According to the principle that is associated with present embodiment, in motion compensator 360, provide hierarchical cache 377A.Although it should be understood that to show the independent buffer memory that in motion compensator 360, comprises, in other embodiments, can in motion compensator 360, comprise more than a buffer memory.In other words, given under the situation of benefit gained from others' wisdom of the present invention provided here, this area and those of ordinary skill in the related art will dream up these and multiple other configuration to the hierarchical cache system that is used for block-based estimation and/or movement compensation process when keeping scope of the present invention.
As mentioned above, provide use cascade sampling buffer memory to carry out the method and apparatus of block-based Video Motion Estimation/compensation optimizing.Valuably, can reduce number of times according to benefit gained from others' wisdom according to the present invention in the redundant computation of the run duration of block-based motion compensation and/or motion estimation process.
As mentioned above, in block-based motion compensation and/or estimation, other source sampling is depended in the calculating of interpolating sampling.These source samplings can be intermediateness in itself, if so, can calculate source sampling before calculating final synthetic sampling.Therefore between synthetic sampling, there is classification relationship.
For example, in video standard H.264, can be by 6 tap finite impulse response (FIR) filter applies included level or vertical adjacent luma samples in reference frame be calculated synthetic luma samples.Usage factor 1 ,-5,20,20 ,-5 and 1, this FIR filter uses 4 multiplyings and 5 sub-addition computings.Be noted that this description does not have explanation to round off and shift operation, because they are not the intrinsic parts of FIR filter.Therefore, the FIR filter is relative complex (expensive) interpolation mechanism.Therefore, the elimination that the redundancy in the FIR filter is used will improve performance.In addition, have following situation: when the input of this FIR filter was intermediateness sampling itself, each input of this FIR filter all was the output of this or another FIR filter.This output by six different filters that filtering (possible) is applied to sample makes complexity increase the order of magnitude.If each sampling in 6 samplings of necessary this final FIR filter of calculating feed-in then may exist 28 multiplyings and 35 sub-addition computings.Therefore, can realize bigger performance gain by removing the redundant computation that comprises this pair filtering.
Therefore, referring again to Fig. 1, between the interpolation luma samples, there is classification relationship as can be seen.Depend on luma samples by b and the represented sampling (comprising s and m respectively) of h from the integer position place of reference frame.Depend on (6) sampling by the represented sampling of j by the represented type of b or h.Depend on by the represented sampling of b and the sampling at integer position place by a and the represented sampling of c.Depend on by the represented sampling of h and the sampling at integer position place by d and the represented sampling of n.Depend on respectively by the represented sampling of b, h, m, s and by the represented sampling of j by the represented sampling of f, i, k and q.At last, depend on by the represented sampling of j and respectively by the sampling at the represented integer position place of G, H, M and N by the represented sampling of e, g, p and r.

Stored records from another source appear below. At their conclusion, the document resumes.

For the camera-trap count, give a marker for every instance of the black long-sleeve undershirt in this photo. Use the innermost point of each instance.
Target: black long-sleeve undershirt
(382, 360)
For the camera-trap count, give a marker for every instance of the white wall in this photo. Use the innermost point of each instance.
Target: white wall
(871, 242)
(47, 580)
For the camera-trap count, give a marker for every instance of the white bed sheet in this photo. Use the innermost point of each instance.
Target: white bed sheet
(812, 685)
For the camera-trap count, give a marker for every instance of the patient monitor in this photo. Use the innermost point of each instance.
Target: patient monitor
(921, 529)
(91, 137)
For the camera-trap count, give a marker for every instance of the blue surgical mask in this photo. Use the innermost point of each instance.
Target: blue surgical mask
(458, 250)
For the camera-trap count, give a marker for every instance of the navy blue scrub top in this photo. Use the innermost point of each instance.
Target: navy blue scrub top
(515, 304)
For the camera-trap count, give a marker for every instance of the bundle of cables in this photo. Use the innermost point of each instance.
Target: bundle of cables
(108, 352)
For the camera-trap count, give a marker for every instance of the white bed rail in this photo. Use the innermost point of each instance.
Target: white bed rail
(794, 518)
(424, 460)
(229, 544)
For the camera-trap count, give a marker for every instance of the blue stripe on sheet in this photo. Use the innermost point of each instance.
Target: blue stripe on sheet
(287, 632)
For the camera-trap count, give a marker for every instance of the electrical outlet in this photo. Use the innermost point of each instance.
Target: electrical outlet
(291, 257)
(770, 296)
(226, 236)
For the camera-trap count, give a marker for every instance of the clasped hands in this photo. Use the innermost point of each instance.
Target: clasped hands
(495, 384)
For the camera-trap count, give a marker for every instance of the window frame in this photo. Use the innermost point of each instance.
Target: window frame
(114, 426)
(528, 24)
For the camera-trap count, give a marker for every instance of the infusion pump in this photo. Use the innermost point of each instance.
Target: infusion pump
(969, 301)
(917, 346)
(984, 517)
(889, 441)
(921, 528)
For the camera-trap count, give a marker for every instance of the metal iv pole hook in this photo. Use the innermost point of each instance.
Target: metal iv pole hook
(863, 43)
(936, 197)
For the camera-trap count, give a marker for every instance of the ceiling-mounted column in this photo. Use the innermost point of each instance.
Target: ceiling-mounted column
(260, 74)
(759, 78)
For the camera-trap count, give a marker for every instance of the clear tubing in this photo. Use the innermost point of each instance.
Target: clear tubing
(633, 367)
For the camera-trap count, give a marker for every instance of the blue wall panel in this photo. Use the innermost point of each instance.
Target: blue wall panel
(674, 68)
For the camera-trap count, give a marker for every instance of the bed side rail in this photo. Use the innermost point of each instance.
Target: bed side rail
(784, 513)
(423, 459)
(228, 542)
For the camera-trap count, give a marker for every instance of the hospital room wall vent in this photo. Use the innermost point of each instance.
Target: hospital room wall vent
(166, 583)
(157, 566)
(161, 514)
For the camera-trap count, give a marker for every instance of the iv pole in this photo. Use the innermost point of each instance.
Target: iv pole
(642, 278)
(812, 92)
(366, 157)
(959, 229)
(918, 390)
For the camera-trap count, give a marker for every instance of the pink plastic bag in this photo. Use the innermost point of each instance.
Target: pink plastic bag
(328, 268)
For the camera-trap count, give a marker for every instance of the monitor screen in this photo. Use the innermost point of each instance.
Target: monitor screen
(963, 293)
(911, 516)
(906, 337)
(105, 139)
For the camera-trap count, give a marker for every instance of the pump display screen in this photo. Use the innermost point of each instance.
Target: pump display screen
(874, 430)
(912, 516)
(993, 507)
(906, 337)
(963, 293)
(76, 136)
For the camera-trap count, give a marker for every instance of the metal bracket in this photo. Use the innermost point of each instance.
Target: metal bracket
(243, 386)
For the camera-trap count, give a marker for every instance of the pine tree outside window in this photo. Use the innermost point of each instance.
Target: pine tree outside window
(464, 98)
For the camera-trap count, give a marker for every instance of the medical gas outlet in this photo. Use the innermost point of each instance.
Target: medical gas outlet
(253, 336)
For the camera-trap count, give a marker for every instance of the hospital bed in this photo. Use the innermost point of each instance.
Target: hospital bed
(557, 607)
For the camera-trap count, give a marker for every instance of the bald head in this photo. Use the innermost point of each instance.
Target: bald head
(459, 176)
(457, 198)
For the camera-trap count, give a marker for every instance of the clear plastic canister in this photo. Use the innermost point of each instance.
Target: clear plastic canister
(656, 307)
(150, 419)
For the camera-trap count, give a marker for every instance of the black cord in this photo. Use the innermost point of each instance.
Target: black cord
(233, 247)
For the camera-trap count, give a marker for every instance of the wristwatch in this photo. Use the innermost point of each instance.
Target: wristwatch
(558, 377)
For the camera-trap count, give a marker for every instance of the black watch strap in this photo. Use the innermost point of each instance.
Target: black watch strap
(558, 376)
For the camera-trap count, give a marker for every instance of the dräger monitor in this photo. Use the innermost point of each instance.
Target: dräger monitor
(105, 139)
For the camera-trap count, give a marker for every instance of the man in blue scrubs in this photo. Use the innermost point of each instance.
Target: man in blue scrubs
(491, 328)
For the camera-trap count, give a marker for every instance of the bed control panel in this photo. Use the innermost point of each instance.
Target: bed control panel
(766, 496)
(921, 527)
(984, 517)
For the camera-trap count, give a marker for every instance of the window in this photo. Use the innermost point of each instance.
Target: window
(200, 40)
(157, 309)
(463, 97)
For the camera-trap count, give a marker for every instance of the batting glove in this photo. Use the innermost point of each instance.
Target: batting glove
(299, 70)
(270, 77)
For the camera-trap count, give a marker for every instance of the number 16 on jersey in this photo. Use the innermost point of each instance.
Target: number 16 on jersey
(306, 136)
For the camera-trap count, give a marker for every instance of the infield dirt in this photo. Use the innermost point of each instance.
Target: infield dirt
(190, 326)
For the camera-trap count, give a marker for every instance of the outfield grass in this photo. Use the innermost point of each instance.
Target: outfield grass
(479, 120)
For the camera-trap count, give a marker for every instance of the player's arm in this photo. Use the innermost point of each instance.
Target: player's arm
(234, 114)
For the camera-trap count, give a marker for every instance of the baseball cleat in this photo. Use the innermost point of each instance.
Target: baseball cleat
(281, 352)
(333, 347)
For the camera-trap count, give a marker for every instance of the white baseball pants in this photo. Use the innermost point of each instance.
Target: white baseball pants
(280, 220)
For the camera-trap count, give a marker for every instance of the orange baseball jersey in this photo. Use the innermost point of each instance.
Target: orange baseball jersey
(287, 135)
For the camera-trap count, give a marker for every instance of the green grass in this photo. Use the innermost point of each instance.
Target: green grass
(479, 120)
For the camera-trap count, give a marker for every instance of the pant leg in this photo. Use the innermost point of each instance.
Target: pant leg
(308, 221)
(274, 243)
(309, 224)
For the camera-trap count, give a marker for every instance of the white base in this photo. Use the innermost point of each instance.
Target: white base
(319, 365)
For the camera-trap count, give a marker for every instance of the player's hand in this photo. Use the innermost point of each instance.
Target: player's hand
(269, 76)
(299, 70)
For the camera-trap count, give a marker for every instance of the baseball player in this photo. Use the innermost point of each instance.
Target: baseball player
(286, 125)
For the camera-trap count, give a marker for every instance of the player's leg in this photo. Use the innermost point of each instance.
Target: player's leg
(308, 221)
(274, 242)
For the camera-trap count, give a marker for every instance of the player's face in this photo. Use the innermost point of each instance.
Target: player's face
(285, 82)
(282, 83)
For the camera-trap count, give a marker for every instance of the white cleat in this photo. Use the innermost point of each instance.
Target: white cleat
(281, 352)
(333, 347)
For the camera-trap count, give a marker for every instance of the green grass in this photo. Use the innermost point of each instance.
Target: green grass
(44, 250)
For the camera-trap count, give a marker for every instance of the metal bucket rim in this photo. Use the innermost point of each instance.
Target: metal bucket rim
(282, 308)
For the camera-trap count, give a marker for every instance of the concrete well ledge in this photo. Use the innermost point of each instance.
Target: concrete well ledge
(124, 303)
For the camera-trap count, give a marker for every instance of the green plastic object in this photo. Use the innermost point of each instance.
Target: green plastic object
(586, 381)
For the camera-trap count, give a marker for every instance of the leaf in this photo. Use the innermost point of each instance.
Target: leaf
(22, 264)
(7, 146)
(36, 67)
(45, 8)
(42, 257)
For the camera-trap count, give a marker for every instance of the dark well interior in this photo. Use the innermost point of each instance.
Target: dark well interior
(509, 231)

These relations are the layers in the hierarchy.For reference, should be these layer names.Turn to Fig. 4, totally show 1 * 1 of 1/4th pixel intensity sampling type position therein by Reference numeral 400.The position that is labeled as Alpha is the sampling that is present in the integer position in the reference frame.It in the bracket fractional part of this position coordinates.Therefore, the sampling (from reference frame) with the integer position place is expressed as the Alpha sampling.By b and the represented sampling of h is the beta sampling.By the represented sampling of a, c, d and n is the gamma sampling.By the represented sampling of e, g, p and r is del ta sampling.By the represented sampling of j is the epsilon sampling.At last, be the zeta sampling by the represented sampling of f, i, k and q.The secondary of buffer memory can come order with its sampling type of being preserved, and promptly the sub-buffer memory of beta is preserved the beta sampling.Assessing the cost relatively of each grade samples the increase of zeta sampling site from beta.It should be understood that and use term " sub-buffer memory " and " grade " (grade of hierarchical cache) here interchangeably.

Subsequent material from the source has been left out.